Cardiac performance at rest and during exercise.

Resting CI did not differ among the 3 groups, but CI significantly higher in group 1 vs. group 3 at peak exercise (Fig. 4A). Further ΔCI as a continuous function among all subjects was inversely associated with ΔE_AI (r=−0.37, P < 0.05).

At rest, group 3 had the highest EF; note, however, that at peak exercise group 3 had the lowest EF (Fig. 4B). ΔEF was inversely associated with ΔE_AI (r = −0.20, P < 0.05) and thus differed between groups. Because EF is influenced by the loading conditions of the ventricle, we also examined SWI and E_LVI, measures of LV pump performance; since both SWI and E_LVI are affected by chamber size, we therefore adjusted SWI and E_LVI for EDVI (a surrogate marker of chamber in size) (5, 40) in the ANCOVA (Fig. 4C and 4D). At rest, neither EDVI adjusted statistically for SWI nor E_LVI differed between E_AI groups. . Further SWI did not differ among groups during rest or at peak exercise. In contrast, E_AI group 3 demonstrated a blunted increase in E_LVI from 50% of peak to peak exercise compared with E_AI groups 1 and 2. A significant interaction between E_AI group and exercise workload for E_LVI was noted which further suggests that E_AI group 3 demonstrated a deficit in peak LV performance (i.e., limited Frank-Starling mechanism leading to reduced SVI and CI)(Fig. 4D). The above relationships persisted when we examined normotensives and hypertensives separately (see online supplementation).
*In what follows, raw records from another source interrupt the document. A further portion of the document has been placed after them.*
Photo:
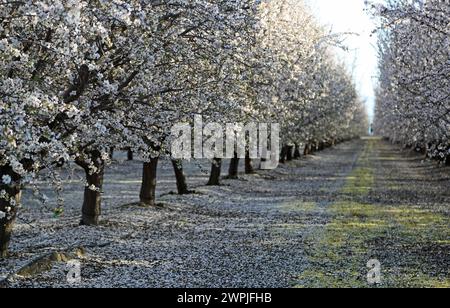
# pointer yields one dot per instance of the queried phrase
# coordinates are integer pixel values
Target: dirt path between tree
(311, 223)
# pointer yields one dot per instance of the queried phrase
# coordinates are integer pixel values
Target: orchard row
(82, 78)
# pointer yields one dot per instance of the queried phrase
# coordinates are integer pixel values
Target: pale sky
(349, 16)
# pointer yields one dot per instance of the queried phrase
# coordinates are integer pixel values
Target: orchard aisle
(313, 222)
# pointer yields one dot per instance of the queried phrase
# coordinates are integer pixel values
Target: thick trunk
(130, 155)
(93, 192)
(233, 171)
(322, 146)
(297, 153)
(283, 155)
(289, 153)
(180, 177)
(248, 164)
(148, 188)
(307, 149)
(7, 209)
(216, 169)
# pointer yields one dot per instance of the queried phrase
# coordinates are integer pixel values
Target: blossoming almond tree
(413, 105)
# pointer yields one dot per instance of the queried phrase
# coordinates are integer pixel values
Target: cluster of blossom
(413, 103)
(81, 78)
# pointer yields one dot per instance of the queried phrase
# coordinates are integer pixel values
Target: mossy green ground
(409, 241)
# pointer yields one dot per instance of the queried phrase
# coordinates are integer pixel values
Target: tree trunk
(248, 164)
(8, 209)
(283, 155)
(216, 169)
(289, 153)
(233, 171)
(297, 153)
(130, 155)
(181, 178)
(148, 188)
(307, 149)
(92, 197)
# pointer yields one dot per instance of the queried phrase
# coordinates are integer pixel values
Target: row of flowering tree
(81, 78)
(413, 99)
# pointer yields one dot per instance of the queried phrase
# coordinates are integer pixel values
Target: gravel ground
(312, 222)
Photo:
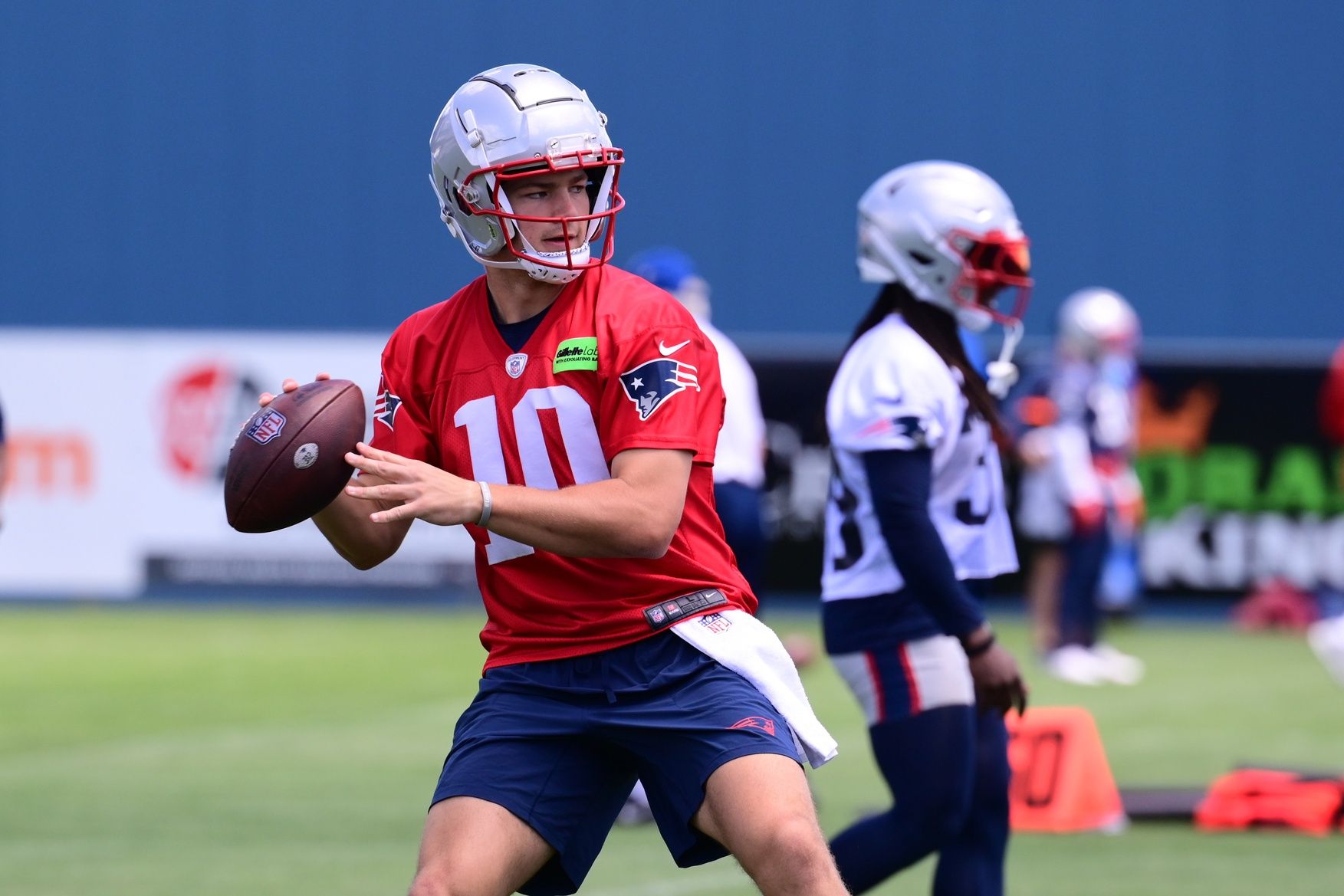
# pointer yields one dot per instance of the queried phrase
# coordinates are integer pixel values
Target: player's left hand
(425, 492)
(997, 680)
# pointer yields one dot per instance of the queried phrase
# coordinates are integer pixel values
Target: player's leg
(777, 839)
(1044, 575)
(918, 699)
(972, 863)
(476, 848)
(527, 796)
(719, 767)
(1078, 610)
(926, 760)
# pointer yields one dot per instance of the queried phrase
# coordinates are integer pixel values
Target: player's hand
(997, 680)
(288, 386)
(422, 491)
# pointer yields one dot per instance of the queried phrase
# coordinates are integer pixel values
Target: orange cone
(1060, 779)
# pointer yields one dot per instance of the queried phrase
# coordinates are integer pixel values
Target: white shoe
(1076, 664)
(1327, 640)
(1117, 667)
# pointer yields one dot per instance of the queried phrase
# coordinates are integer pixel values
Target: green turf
(173, 751)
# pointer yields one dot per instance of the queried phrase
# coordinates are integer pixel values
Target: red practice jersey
(614, 364)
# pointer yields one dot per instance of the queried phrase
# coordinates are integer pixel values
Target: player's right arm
(346, 523)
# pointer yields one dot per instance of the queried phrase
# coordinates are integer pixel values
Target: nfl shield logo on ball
(305, 456)
(266, 426)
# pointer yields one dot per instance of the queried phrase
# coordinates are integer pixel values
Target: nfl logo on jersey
(655, 382)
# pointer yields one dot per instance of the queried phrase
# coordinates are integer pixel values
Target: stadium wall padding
(257, 164)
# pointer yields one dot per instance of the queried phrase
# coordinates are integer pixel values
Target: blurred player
(1079, 499)
(740, 455)
(915, 512)
(1327, 635)
(566, 412)
(5, 467)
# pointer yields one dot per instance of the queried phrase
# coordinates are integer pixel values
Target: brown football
(289, 460)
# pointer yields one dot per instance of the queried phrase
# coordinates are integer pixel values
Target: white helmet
(951, 235)
(510, 123)
(1094, 321)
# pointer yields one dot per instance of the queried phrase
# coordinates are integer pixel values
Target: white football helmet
(1094, 321)
(951, 235)
(511, 123)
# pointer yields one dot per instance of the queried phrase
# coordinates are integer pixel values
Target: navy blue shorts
(560, 743)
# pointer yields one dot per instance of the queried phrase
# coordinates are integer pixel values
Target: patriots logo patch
(756, 722)
(912, 428)
(386, 405)
(656, 380)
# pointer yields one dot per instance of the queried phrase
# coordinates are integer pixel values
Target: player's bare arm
(632, 515)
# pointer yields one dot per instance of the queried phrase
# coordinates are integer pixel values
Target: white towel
(746, 645)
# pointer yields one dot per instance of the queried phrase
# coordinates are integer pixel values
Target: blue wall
(265, 162)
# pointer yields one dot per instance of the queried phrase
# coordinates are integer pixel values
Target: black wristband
(980, 648)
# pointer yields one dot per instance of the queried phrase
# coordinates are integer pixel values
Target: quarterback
(566, 414)
(917, 510)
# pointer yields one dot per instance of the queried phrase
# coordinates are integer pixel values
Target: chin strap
(1003, 373)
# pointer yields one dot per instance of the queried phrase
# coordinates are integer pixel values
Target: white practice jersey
(740, 456)
(894, 392)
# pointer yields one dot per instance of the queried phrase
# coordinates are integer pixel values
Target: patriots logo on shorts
(656, 380)
(386, 405)
(756, 722)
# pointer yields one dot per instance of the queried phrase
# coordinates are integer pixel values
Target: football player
(1079, 497)
(740, 453)
(5, 467)
(566, 414)
(917, 515)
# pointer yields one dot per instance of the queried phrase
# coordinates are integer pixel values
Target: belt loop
(606, 676)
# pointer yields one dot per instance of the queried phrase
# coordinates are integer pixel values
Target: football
(289, 460)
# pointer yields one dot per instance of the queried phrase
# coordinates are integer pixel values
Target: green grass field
(246, 753)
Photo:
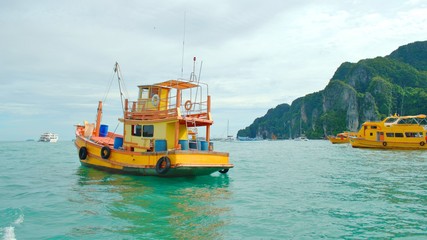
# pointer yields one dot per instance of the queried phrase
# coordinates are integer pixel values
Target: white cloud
(58, 56)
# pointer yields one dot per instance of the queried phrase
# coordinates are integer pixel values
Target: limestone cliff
(364, 91)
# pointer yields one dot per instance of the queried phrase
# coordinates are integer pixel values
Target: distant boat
(230, 138)
(343, 137)
(394, 132)
(249, 139)
(49, 137)
(301, 137)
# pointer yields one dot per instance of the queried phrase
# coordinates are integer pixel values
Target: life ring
(155, 100)
(188, 105)
(163, 165)
(82, 153)
(105, 152)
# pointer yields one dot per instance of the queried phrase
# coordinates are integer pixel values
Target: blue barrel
(160, 145)
(204, 145)
(103, 130)
(184, 144)
(118, 142)
(193, 145)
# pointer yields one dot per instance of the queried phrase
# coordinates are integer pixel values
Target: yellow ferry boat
(394, 132)
(160, 133)
(341, 138)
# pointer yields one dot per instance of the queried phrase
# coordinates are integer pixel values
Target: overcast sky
(57, 57)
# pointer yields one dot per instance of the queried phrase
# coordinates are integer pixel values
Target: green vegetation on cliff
(365, 91)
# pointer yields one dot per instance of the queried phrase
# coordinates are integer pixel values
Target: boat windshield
(391, 120)
(408, 121)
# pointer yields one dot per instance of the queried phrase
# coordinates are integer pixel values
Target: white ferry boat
(48, 137)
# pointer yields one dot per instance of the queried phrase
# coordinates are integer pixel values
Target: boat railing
(145, 109)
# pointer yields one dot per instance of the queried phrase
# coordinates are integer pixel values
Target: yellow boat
(343, 137)
(394, 132)
(160, 134)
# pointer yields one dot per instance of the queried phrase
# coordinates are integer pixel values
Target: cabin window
(389, 134)
(144, 93)
(391, 120)
(136, 130)
(398, 134)
(148, 131)
(413, 134)
(154, 91)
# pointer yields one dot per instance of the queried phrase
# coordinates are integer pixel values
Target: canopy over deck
(176, 84)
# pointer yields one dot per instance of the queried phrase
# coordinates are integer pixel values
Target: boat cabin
(395, 128)
(166, 116)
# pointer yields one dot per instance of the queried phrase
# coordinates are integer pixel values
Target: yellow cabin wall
(372, 134)
(162, 131)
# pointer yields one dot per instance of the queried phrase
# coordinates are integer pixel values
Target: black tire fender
(82, 153)
(105, 152)
(163, 165)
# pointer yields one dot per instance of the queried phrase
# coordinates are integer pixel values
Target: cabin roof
(177, 84)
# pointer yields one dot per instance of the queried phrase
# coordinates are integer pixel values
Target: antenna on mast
(183, 47)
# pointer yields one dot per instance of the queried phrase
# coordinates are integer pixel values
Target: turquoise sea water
(277, 190)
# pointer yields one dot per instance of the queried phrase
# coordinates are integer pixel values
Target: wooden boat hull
(182, 162)
(364, 143)
(335, 140)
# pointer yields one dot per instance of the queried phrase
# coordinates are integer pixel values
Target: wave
(9, 232)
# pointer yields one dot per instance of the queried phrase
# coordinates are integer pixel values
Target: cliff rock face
(368, 90)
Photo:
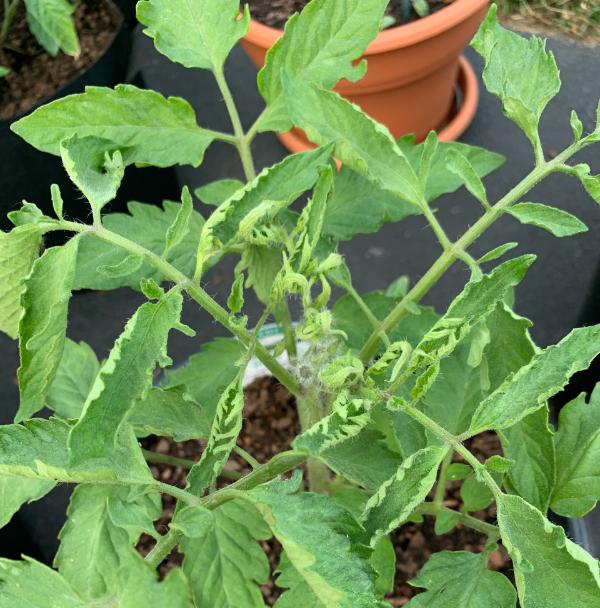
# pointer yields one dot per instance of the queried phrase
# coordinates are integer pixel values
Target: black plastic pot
(27, 173)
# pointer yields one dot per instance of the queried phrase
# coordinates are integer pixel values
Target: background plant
(384, 403)
(50, 21)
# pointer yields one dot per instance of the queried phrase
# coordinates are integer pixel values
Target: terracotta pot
(412, 73)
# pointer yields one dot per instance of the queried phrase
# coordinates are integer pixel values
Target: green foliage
(42, 327)
(519, 72)
(197, 34)
(18, 250)
(389, 393)
(557, 222)
(461, 579)
(319, 48)
(145, 126)
(548, 566)
(225, 564)
(51, 22)
(577, 442)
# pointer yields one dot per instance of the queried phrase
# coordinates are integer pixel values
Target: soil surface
(270, 424)
(36, 75)
(276, 12)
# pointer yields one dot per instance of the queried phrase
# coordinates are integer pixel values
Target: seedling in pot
(50, 21)
(389, 394)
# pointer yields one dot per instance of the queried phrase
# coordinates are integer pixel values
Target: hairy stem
(490, 530)
(310, 411)
(440, 490)
(368, 313)
(196, 292)
(455, 251)
(184, 463)
(242, 143)
(283, 462)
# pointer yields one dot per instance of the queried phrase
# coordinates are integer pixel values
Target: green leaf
(445, 521)
(353, 322)
(147, 127)
(319, 48)
(18, 250)
(225, 429)
(168, 413)
(45, 302)
(193, 521)
(364, 459)
(125, 377)
(530, 444)
(74, 379)
(475, 494)
(45, 587)
(51, 22)
(478, 300)
(557, 222)
(550, 570)
(497, 252)
(348, 417)
(89, 531)
(37, 449)
(283, 182)
(518, 71)
(225, 565)
(440, 178)
(262, 265)
(460, 165)
(178, 230)
(196, 33)
(528, 389)
(319, 540)
(218, 192)
(460, 578)
(147, 226)
(235, 301)
(360, 143)
(577, 441)
(95, 166)
(358, 206)
(396, 499)
(16, 492)
(206, 374)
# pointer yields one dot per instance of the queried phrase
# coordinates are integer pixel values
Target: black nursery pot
(27, 173)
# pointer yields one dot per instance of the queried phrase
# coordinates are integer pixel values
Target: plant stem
(436, 226)
(254, 464)
(184, 463)
(368, 313)
(490, 530)
(448, 257)
(283, 462)
(242, 143)
(440, 490)
(196, 292)
(310, 412)
(10, 12)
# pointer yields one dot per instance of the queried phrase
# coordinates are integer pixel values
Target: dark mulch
(270, 424)
(36, 75)
(276, 12)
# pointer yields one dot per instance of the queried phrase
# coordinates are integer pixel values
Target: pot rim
(398, 37)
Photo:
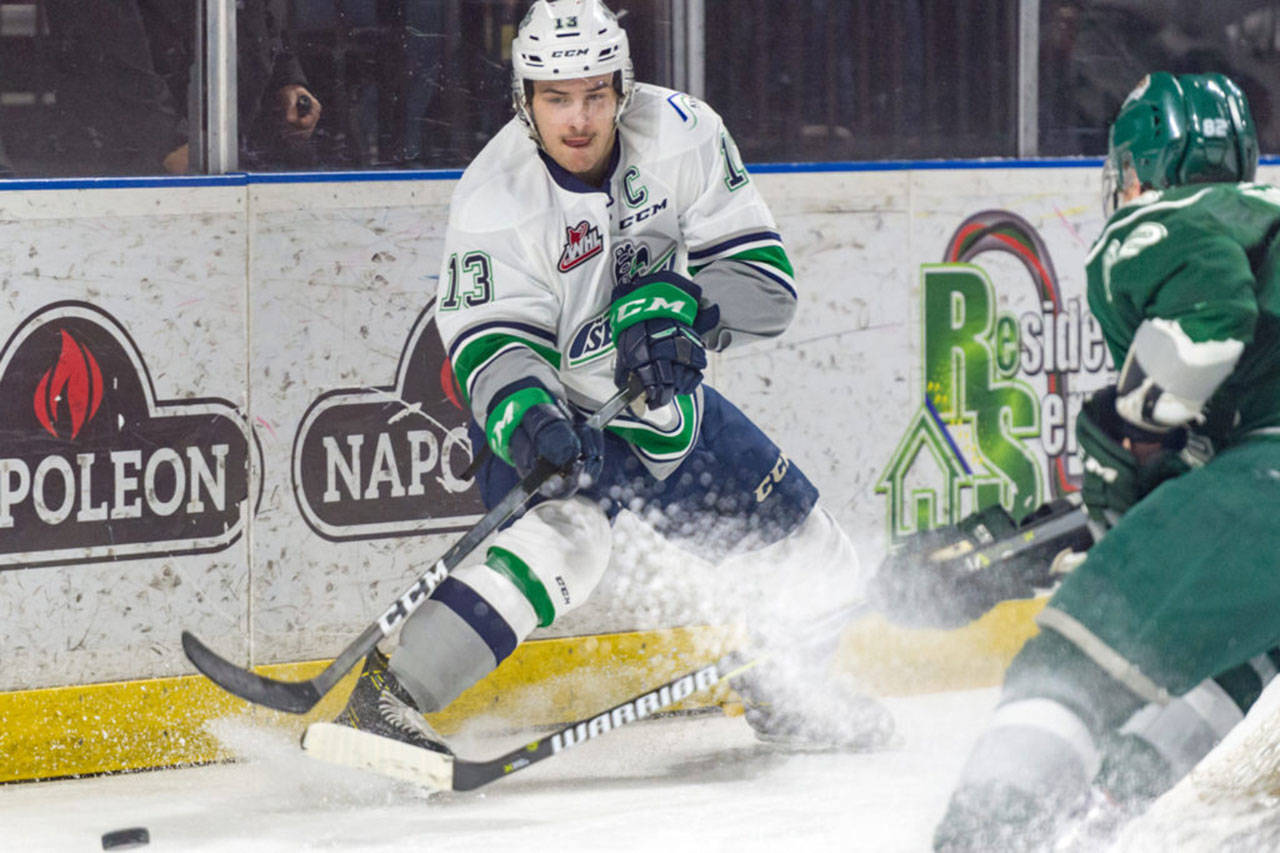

In spite of a lower peak exercise CI in group 3 (Fig. 4A), peak aerobic capacity did not differ between E_AI groups because calculated peak arterial-venous oxygen extraction which was highest in E_AI group 3 (12.06 ± 3.5 ml/100ml), vs. group 1 (9.58 ± 2.4 ml/100ml), and vs. group 2 (10.02 ± 2.5 ml/100ml), and compensated for the lower peak CI. Further, the differences in arterial-venous oxygen difference between E_AI groups were not due to differences in hemoglobin concentrations (E_AI group 1 = 14.3 ± 1.3; E_AI group 2 = 14.3 ± 1.3; E_AI group 3 = 14.5 ± 1.3). These results were also observed when normotensives and hypertensives were analyzed separately (data not shown).

DISCUSSION

Effective arterial elastance is a measure of the net arterial load that is imposed on the LV and correlates well with aortic input impedance assessed invasively (25). In the current study, we found that the changes in E_AI during exercise in a large cohort of men and women of a broad age range encompassed a spectrum of values, with 17% of the cohort experiencing a decline in E_AI during exercise, and the rest showing varying increases up to 149%. Further the change in E_AI during exercise was accompanied by a distinct pattern of change in cardiovascular dynamics.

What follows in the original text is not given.